Most of these regular changes make a substantial contribution to the log-likelihood: the geometric mean improvement is 89.1 ± 72.1 log-units per event, measured as the improvement in log-likelihood when the effect is added conditional upon all the other regular sound changes being present. The three largest effects are the a>ɔ, ž>j, and q>k transitions, each of which contributes at least 275 log-units to the overall likelihood. Because these sounds are common in our data set, they make a large contribution to the likelihood when they are part of a regular sound change (Box 1).
The model also estimates the ordering of sound changes within a branch, in some cases allowing inferences to be made about “chaining” of sound changes. For instance, in the branch leading to Yakut, h>s appears before ž>h, indicating that h sounds at the beginning of the branch are more likely to be s by the end and that ž sounds later in the time period represented by that branch are more likely to be h by the end.
Typically, around 29 of the 50 branches of the phylogenetic trees in the posterior sample record at least one event of regular change, with an average of 1.49 ± 2.49 such events per branch, although this distribution is skewed (mode = 0, range = 0 to 15). Of the roughly 74 regular sound changes, 43.03 ± 0.17 involve changes between pairs of consonants, 31.22 ± 0.44 involve pairs of vowels, and 0.02 ± 0.14 occur between a vowel and a consonant (all means ± SD refer to the distribution over the posterior sample).
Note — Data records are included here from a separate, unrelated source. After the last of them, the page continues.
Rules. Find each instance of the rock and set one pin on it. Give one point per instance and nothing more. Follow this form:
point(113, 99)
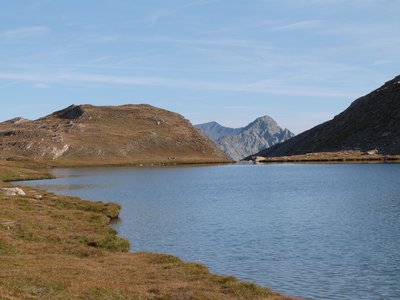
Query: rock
point(238, 143)
point(13, 192)
point(372, 152)
point(370, 122)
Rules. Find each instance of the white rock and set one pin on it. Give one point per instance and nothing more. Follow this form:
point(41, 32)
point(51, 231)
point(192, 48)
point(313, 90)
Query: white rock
point(13, 191)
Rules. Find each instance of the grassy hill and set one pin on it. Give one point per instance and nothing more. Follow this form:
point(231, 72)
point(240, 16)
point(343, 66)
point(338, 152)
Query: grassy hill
point(99, 135)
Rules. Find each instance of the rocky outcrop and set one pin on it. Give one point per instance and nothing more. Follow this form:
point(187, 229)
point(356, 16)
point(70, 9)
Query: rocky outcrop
point(216, 131)
point(371, 122)
point(237, 143)
point(87, 134)
point(13, 191)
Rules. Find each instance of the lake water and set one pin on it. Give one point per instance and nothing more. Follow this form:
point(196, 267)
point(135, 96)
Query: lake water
point(318, 231)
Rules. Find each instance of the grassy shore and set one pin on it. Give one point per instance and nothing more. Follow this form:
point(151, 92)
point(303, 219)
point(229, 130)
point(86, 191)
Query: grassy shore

The same regular sound changes are frequently repeated in different parts of the tree such that 21 changes involve unique pairs of consonants, and 17 involve unique pairs of vowels (Table S1). Fewer than half (23 of 62) of all speech sounds produce a detectable regular sound change, and those that do tend to be more common (measured as a sound’s frequency of occurrence in the alignment, Spearman’s rs = 0.54, p < 0.001), although this relationship might reflect the difficulty of inferring changes in rare sounds as being regular. The median number of regular sound changes does not differ between vowels and consonants (U test, p > 0.10), and vowels and consonants are equally likely to produce at least one event of regular change per sound (binomial test, p > 0.10).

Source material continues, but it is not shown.